À quelques mois des élections, les partis politiques haïtiens accélèrent les négociations pour former des regroupements. Derrière cette course aux alliances ne se cachent pas seulement des calculs politiques : le décret électoral prévoit d’importants avantages financiers pour les coalitions et impose des critères de représentativité que de nombreuses formations ne peuvent remplir seules. Décryptage d’une stratégie devenue presque incontournable.
Le Conseil électoral provisoire (CEP) a bouclé vendredi dernier l’enregistrement d’une première vague de regroupements politiques.
Quinze structures ont officiellement déposé leurs dossiers : Gras pou Ayiti ; Debloke (enregistré par Yanick Mézile) ; Rasanble (Liné Balthazar) ; Viktwa (Me Camille Leblanc, une structure proche du pouvoir de facto) ; Grand ; Ayiti Transfòme (Jean David Genesté) ; Rekonsilye (Arios Jean Charles) ; An Avan pou Ayiti (Jerry Tardieu) ; Copos Ayiti (Patrick Sully) ; LAPEH et Alliés (Jean Hector Anacacis) ; Solidarite (Boliver Claude) ; Solèy, plateforme dirigée par le coordonnateur du RDNP, Wadner Édouard ; Delivrans (Djinna Delatour) ; Myèl (Michel Legaud) ; Rassemblement démocratique (Wislick Théophile) ; et Men Pwòp.
Mais pourquoi ce mouvement de regroupement et qu’est-ce que cela change concrètement pour les électeurs et pour les partis eux-mêmes ? Le décret électoral répond à cette question à travers trois mécanismes qui s’articulent entre eux : le coût des candidatures, les réductions accordées aux alliances et une exigence de représentativité qui rend l’union quasiment obligatoire.

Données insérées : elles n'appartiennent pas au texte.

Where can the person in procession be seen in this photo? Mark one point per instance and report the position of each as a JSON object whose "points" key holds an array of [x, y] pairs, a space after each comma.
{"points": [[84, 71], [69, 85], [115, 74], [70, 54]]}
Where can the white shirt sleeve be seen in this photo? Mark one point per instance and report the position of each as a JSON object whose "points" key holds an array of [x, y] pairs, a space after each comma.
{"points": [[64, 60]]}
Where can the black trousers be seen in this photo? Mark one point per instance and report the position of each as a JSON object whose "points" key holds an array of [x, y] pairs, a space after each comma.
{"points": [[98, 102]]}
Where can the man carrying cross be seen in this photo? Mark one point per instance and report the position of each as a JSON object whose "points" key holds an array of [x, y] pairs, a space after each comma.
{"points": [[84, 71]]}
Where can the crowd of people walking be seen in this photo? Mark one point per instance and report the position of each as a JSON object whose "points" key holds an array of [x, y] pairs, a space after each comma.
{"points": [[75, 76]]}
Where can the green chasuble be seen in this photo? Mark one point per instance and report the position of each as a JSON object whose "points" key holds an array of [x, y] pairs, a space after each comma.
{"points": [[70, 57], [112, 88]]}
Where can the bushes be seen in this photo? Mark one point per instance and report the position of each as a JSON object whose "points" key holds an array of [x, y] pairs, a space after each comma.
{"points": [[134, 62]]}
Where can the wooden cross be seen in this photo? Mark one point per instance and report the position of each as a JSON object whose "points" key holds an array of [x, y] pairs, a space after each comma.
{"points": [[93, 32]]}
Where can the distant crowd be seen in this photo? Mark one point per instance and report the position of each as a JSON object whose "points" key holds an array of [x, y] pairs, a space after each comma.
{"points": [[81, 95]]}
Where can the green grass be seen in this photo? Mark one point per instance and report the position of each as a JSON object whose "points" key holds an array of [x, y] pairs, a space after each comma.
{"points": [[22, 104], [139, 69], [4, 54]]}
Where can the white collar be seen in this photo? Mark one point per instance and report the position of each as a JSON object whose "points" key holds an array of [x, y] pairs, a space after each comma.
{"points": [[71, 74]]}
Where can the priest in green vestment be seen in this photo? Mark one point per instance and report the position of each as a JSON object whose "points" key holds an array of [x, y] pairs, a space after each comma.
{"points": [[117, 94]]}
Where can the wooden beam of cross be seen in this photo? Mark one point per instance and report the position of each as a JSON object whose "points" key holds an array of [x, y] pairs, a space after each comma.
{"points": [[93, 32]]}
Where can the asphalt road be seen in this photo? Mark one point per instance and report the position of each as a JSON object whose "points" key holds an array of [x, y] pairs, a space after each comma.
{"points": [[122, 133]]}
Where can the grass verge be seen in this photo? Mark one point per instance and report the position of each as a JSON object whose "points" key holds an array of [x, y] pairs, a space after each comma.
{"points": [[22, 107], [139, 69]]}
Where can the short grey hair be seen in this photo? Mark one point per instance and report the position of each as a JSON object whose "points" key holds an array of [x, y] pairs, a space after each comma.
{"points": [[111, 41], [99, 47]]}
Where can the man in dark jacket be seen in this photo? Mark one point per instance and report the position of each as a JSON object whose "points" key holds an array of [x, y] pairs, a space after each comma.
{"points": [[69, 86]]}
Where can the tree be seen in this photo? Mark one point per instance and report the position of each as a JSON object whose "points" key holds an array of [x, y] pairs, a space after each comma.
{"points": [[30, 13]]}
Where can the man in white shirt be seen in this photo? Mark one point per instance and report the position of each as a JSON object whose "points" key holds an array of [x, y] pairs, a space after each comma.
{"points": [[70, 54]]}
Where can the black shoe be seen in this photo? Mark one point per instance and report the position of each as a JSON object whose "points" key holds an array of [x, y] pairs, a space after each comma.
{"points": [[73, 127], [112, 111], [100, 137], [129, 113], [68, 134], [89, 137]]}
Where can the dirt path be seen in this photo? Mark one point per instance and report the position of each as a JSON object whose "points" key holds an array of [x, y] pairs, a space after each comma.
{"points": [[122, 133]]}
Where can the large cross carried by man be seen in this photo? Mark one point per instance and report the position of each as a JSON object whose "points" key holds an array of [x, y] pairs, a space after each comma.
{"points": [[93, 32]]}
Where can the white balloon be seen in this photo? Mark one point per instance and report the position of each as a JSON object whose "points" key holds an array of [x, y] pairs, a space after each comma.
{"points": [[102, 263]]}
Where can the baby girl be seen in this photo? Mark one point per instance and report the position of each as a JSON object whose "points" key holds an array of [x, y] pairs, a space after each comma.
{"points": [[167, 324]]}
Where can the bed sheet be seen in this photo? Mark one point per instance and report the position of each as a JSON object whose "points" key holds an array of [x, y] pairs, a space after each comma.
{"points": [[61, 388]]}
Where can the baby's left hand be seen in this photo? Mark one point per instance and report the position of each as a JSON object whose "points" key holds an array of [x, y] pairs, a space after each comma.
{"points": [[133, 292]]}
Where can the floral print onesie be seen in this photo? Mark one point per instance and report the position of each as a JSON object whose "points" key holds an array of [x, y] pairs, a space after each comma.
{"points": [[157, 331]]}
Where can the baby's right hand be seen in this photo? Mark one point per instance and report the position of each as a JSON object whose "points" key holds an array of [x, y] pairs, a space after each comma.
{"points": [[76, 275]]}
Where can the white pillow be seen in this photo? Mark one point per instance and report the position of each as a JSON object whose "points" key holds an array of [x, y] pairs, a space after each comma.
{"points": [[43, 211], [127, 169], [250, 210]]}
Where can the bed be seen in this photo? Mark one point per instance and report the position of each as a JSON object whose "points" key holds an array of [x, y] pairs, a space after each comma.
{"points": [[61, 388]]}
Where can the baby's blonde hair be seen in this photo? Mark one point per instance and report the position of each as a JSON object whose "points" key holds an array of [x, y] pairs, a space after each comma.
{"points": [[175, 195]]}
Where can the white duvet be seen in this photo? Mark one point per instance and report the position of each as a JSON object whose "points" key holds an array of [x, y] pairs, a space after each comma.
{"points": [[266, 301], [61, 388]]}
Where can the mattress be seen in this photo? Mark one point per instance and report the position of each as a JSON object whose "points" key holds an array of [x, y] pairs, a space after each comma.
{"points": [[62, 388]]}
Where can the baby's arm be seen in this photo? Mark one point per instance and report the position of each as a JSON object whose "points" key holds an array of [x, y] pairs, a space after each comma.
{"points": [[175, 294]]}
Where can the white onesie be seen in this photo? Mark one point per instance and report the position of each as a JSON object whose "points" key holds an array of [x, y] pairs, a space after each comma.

Le prix d’entrée dans la course
Se porter candidat a un coût, fixé par l’article 157 du décret électoral :
Présidence : 2 000 000 de gourdes
Sénat : 800 000 gourdes
Députation : 300 000 gourdes
Conseil municipal (par cartel) : 100 000 gourdes
CASEC (par cartel) : 25 000 gourdes
ASEC (par cartel) : 25 000 gourdes
Pour un parti isolé qui voudrait présenter des candidats à plusieurs de ces postes à travers le pays, la facture grimpe rapidement. C’est là qu’intervient la logique des regroupements.
Des rabais qui récompensent le nombre
Le décret distingue deux niveaux d’alliance : le groupement de partis et le regroupement de groupements.
Pour les groupements de partis (article 136), la réduction sur les frais d’inscription augmente avec le nombre de partis agréés réunis :
50 partis ou plus → 100 % de réduction
30 à 49 partis → 75 % de réduction
20 à 29 partis → 50 % de réduction
10 à 19 partis → 5 % de réduction
Pour les regroupements de groupements (article 137), la logique est similaire, mais à une échelle supérieure :
5 groupements ou plus → 100 % de réduction
3 à 4 groupements → 75 % de réduction
2 groupements → 50 % de réduction
Concrètement, un petit parti qui se présente seul paie le plein tarif. Le même parti, intégré à une large coalition, peut voir ses frais d’inscription réduits jusqu’à zéro. L’incitation financière est donc conçue pour pousser à la mutualisation plutôt qu’à la dispersion.
Une contrainte plus décisive encore : les 30 000 adhérents
Au-delà de l’argent, l’article 130 du décret électoral impose une autre condition pour qu’un parti puisse déposer des candidatures : réunir 30 000 adhérents.
Or, le CEP a agréé 316 partis politiques, dont la grande majorité reste inconnue du grand public. Pour beaucoup de ces structures, atteindre seules le seuil de 30 000 adhérents relève de la gageure.
Se regrouper devient alors moins un choix stratégique qu’une nécessité. En additionnant les bases militantes de plusieurs partis, une coalition peut espérer franchir un seuil qu’aucun de ses membres n’atteindrait individuellement.
Ce qu’il faut retenir
Le mouvement de regroupement observé actuellement obéit donc à une double logique voulue par le décret électoral.
Une incitation financière : plus l’alliance est large, plus les frais de candidature diminuent, jusqu’à disparaître totalement au-delà d’un certain seuil.
Une contrainte structurelle : le seuil de 30 000 adhérents exigé par l’article 130 est difficilement atteignable pour la majorité des 316 partis agréés agissant seuls.
Ces deux mécanismes expliquent pourquoi le paysage politique haïtien, habituellement marqué par l’émiettement partisan, se recompose actuellement autour de plateformes plus larges à l’approche des échéances électorales.